[ckan-discuss] Harvesting Dublin Core documents

Wed Nov 24 19:26:41 GMT 2010

Hi Will,

Just a quick thought about aggregation behaviour.

William Waites wrote:
> it has even be suggested that this be the native
> interchange format between CKAN instances for aggregation.
> 

I'm not exactly sure what is being meant by "the native interchange 
format", but I was wondering whether it would benefit CKAN users for 
CKAN to support aggregating a heterogeneity of metadata formats.

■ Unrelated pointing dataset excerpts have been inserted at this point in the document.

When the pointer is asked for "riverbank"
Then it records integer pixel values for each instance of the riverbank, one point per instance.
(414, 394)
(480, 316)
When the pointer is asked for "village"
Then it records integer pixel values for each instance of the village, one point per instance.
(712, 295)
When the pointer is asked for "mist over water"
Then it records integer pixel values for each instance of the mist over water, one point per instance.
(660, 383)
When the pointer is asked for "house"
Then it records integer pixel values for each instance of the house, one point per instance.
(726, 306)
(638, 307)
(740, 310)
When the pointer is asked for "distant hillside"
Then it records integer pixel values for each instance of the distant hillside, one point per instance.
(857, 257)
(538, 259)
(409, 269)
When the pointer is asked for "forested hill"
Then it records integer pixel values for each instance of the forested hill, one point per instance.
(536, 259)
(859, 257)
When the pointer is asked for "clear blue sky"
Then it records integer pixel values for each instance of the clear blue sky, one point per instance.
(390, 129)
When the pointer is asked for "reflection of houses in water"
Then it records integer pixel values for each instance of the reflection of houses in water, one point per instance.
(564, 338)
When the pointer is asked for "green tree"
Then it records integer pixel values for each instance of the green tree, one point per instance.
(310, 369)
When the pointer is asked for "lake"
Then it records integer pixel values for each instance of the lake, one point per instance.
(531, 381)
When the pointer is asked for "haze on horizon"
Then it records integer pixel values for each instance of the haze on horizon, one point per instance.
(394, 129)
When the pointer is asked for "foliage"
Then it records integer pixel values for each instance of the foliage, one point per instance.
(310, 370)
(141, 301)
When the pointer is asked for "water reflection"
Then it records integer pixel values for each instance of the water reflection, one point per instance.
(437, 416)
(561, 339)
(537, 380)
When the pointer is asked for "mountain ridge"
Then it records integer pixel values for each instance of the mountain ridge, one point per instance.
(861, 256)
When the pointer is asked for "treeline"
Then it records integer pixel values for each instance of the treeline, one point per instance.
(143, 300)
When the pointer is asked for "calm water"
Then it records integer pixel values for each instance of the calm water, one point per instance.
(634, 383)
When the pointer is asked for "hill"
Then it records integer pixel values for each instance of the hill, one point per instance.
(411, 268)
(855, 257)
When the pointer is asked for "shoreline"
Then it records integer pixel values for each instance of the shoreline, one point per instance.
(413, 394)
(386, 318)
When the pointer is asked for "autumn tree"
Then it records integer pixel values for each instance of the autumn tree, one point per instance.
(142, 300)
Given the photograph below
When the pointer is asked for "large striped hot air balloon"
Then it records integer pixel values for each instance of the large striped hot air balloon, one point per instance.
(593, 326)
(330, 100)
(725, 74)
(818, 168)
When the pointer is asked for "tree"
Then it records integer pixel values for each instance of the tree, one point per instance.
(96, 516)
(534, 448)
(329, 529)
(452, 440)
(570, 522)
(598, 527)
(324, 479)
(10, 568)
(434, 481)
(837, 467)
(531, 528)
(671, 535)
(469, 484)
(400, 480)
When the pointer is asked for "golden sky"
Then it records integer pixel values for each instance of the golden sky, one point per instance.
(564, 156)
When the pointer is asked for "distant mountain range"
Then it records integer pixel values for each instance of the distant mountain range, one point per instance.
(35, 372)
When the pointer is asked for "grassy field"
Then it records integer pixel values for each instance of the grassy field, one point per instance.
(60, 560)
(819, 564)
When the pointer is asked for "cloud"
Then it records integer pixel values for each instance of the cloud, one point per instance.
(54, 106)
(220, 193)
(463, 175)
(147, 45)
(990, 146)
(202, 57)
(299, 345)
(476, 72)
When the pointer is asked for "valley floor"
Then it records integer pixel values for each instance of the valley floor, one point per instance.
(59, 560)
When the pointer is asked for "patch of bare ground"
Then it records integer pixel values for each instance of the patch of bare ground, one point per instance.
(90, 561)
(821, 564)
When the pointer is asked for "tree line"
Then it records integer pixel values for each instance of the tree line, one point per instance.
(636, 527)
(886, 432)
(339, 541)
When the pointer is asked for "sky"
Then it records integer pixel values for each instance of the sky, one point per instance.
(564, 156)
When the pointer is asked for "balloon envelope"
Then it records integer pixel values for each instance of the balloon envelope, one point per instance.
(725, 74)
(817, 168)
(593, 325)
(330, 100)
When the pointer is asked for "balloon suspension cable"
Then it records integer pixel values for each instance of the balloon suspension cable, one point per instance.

That is, CKAN could ingest a document in one of many supported formats, 
write a package with values it reads from the document, and then keep a 
copy of the ingested document.

When aggregating, if a package has been written from an ingested 
document, server-CKAN could present the metadata records for aggregation 
in their original form, and client-CKAN could write a package as if 
document had been ingested for the first time. That would pretty much 
guarantee lossless transmission through a chain, if there ever was such 
a thing.

For locally edited package (which would have no ingested document) I 
would think that directly passing the native JSON format for locally 
edited packages would be the simplest thing to do. Version differences 
are already supported via the versioning of the API. You could even put 
the aggregator outside the API, reading from one API and writing to 
another. (I should admit, I don't yet see what would prompt me to do 
that with DCat?)

Of course, we could (somewhere) add more support for presenting CKAN 
packages in different formats. We could present everything as one format 
or another, but it would be tricky to have a lossless homogenisation. So 
that might not be the way to do aggregation.

As I said, I'm not sure what is meant by "the native interchange 
format", and I'm certainly not the world's expert on DCat, but I hope 
these considerations were at least interesting to read. :-)

Best wishes,

John.